Archive for March, 2009

Stat 295, 3/26/09

March 27, 2009

Please note: The homework for next week has been posted in the immediately preceding blog entry. It is due on Thursday.

Comments on the homework: Some groups have been having difficulty writing down the likelihood. The likelihood for observation j is \lambda^{y_j} \exp(-\lambda)/y_j! Some were writing the first term over all data as \lambda^{\vec{y}}. What does that mean? There is no such thing. They should have written \lambda^{\sum{y_j}}, which is the product of the individual likelihoods for each observation, so that the likelihood to use should have been \lambda^{\sum{y_j}}\exp(-n\lambda), where n is the number of observations.

Other problem: People were programming the Gibbs sampler…They were not updating the value of the variables sent to sample1(). Need betas[i]=beta=z$beta; that middle assignment is critical. Without it, you are always sending the same position to the sampler, and it won’t move around as it should.

There was a perfect paper by undergrads in the course; the grad students need to match this!

We were talking about the linear regression model from last time, which was, you recall:

y_i=\beta_0+\beta_1 x_{1j}+\beta_2 x_{2j}

So we looked at the plots. We fit the least squares model using R function lm(), which gives the frequentist result. We looked at confidence intervals and point estimates.

For our Bayesian analysis we’ll put independent priors as per the blog last time. They were very broad priors that are almost flat. Jeff has learned that it is possible to put flat priors on the betas (but BUGS didn’t let you do that before so that’s why the priors we talked about on Tuesday are proper).

We analyzed the R code and the WinBUGS code.

Then we ran it from R (consult the R code). We looked at the output of the bugs() function in the arm package, which we called linreg.sim (see R code for this); We want Rhat close to 1 to verify good mixing. We looked at the traces, which looked good.

You can define a function and have BUGS evaluate that function over the chain and return a sample. So for example, the usual Rsquare is given by

\begin{array}{rclr} R^2 & = & 1-\frac{\mbox{SSE}}{\mbox{SST}} \\ & = & 1-\frac{\sum{(y_j-\hat{y}_j)^2}}{\sum{(y_j-\bar{y})^2}}\end{array}

Adjusted R^2: Divide the fraction’s numerator by (n-p) and its denominator by (n-1)
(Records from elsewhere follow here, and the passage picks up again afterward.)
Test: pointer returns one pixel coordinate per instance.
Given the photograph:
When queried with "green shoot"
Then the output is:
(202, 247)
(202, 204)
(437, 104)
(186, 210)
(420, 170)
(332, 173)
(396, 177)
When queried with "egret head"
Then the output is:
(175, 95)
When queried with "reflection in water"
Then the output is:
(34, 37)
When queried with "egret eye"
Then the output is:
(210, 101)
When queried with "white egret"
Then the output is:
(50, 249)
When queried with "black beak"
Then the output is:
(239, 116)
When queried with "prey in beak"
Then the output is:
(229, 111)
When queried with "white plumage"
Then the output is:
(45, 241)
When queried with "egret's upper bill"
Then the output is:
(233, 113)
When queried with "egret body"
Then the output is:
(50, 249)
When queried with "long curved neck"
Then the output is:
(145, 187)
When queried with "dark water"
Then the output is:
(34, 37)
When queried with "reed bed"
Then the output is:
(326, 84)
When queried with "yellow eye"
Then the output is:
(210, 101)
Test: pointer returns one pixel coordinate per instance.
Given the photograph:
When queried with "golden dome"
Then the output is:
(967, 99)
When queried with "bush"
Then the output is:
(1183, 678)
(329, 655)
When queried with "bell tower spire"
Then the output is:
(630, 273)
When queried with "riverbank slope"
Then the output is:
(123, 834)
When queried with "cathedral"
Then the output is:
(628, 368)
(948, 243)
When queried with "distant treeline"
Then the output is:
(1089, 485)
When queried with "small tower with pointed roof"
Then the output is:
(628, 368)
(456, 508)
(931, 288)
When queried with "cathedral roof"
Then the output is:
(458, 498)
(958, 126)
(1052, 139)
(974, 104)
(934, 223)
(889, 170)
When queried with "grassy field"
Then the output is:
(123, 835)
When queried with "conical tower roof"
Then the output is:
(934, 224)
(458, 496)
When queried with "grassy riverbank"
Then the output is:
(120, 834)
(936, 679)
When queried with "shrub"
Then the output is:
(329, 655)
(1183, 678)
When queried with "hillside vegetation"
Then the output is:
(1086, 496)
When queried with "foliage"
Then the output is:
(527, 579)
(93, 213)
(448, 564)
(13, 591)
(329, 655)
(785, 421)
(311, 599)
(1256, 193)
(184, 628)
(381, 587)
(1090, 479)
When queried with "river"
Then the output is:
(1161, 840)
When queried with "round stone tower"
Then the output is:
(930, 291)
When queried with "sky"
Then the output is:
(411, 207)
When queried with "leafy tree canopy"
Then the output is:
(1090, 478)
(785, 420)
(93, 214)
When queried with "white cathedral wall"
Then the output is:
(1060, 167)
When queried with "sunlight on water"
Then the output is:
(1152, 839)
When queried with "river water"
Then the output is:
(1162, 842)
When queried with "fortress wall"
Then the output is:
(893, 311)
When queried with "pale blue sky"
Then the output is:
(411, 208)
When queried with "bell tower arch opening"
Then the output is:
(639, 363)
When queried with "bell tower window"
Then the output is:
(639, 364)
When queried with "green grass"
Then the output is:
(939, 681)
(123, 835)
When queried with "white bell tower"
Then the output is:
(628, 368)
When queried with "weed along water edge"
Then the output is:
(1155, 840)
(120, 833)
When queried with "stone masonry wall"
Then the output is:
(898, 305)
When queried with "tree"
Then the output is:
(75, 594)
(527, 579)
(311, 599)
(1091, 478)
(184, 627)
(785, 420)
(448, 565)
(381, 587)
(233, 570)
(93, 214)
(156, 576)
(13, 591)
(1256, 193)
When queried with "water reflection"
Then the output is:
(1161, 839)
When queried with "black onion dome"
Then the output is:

In the Bayesian case define

R_B^2=1-\frac{\sigma^2}{s_y^2} where s_y^2 = \frac{1}{n-1}\sum{(y_j-\bar{y})^2}

(closest to the adjusted R^2).

This is in the R code sent to WinBUGS.

typical.y (see the WinBUGS file) computes a posterior distribution on the estimated mean time it takes to service, using mean(cases[]), mean(distance[]).

We talked about other possibly useful features, like the log file, tracing, and the listserv.

Jeff remarked that the best way to learn BUGS is to look at the models that they have as examples.

Next example:

ANOVA models. One-way ANOVA is a useful linear model.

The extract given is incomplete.